Par cette nouvelle affaire, c'est bien le management complet au sein d'Ubisoft qui est à nouveau dénoncé. Une direction avec de nombreux responsables qui n'ont pas agi face à la remontée de problèmes internes, qui ont laissé pourrir de nombreuses situations. Des personnalités que l'on a voulu absolument dorloté pour ne pas les voir partir ailleurs, mais finalement en leur laissant trop de pouvoir, au point d'en devenir omnipotent au niveau de leurs équipes et intouchables.

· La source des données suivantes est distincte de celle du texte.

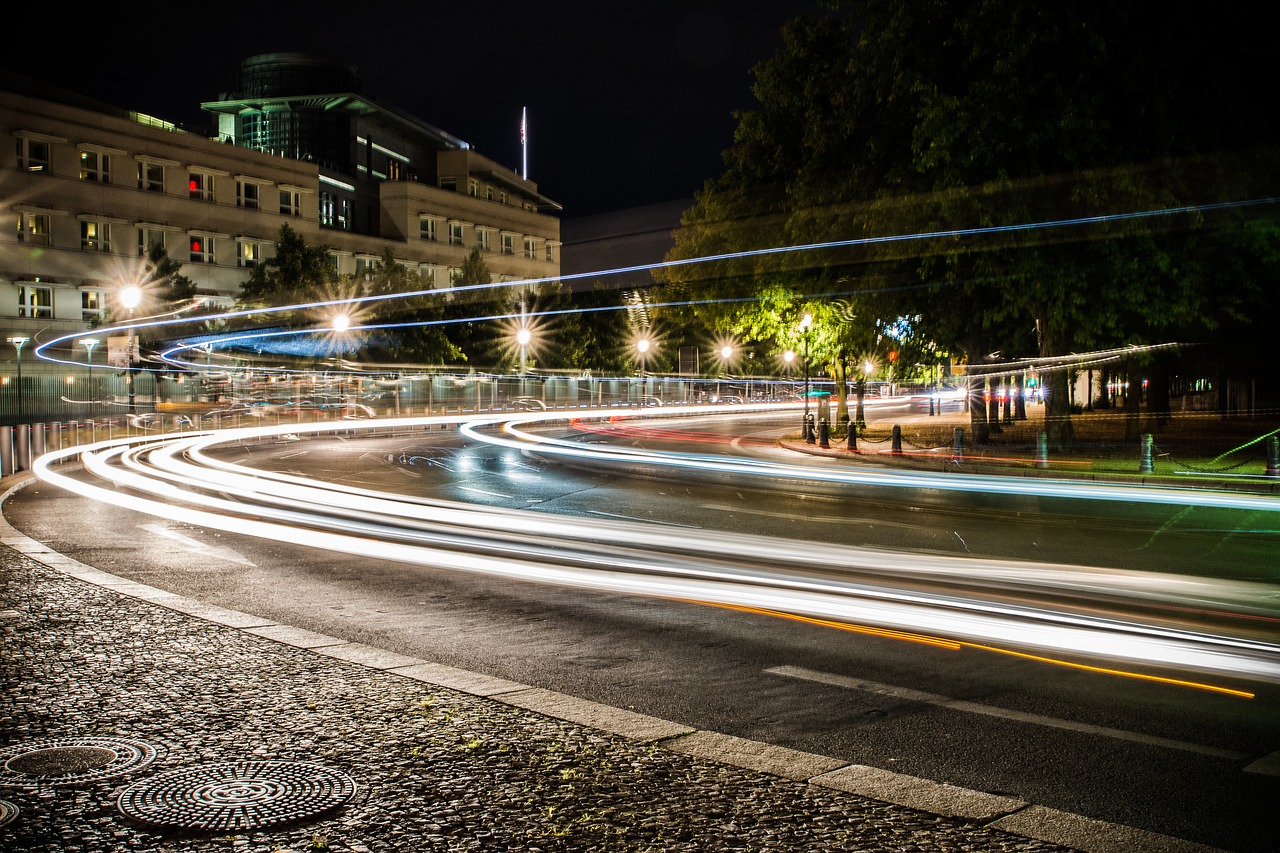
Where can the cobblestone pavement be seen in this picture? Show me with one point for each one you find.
(136, 720)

Ces nouvelles révélations fragilisent la ligne de défense d'Yves Guillemot, qui indiquait ne pas avoir été mis au courant tout de suite des problèmes qui touchaient Ubisoft Montréal notamment et le développement d'Assassin's Creed. Avec cette nouvelle histoire en France, cette absence de connaissance des problèmes ne tient plus. Bref, l'année 2020 va rester une année bien sombre pour Ubisoft et on s'attend à nouveaux changements d'importance dans la conduite future de l'entreprise. Yves Guillemot sera-t-il toujours à la barre, lui qui avait réussi à surmonter la tentative de prise de contrôle de Vincent Bolloré ? On frémit en se demandant quel sera le prochain déballage qui touchera Ubisoft. Si le studio souffre actuellement, ce n'est pas le premier studio d'importance a connaître de tels problèmes. On se souviendra de Naugthy Dog et Rockstar qui ont connu leurs déboires à une certaine époque. Recoller tous les morceaux prendra du temps.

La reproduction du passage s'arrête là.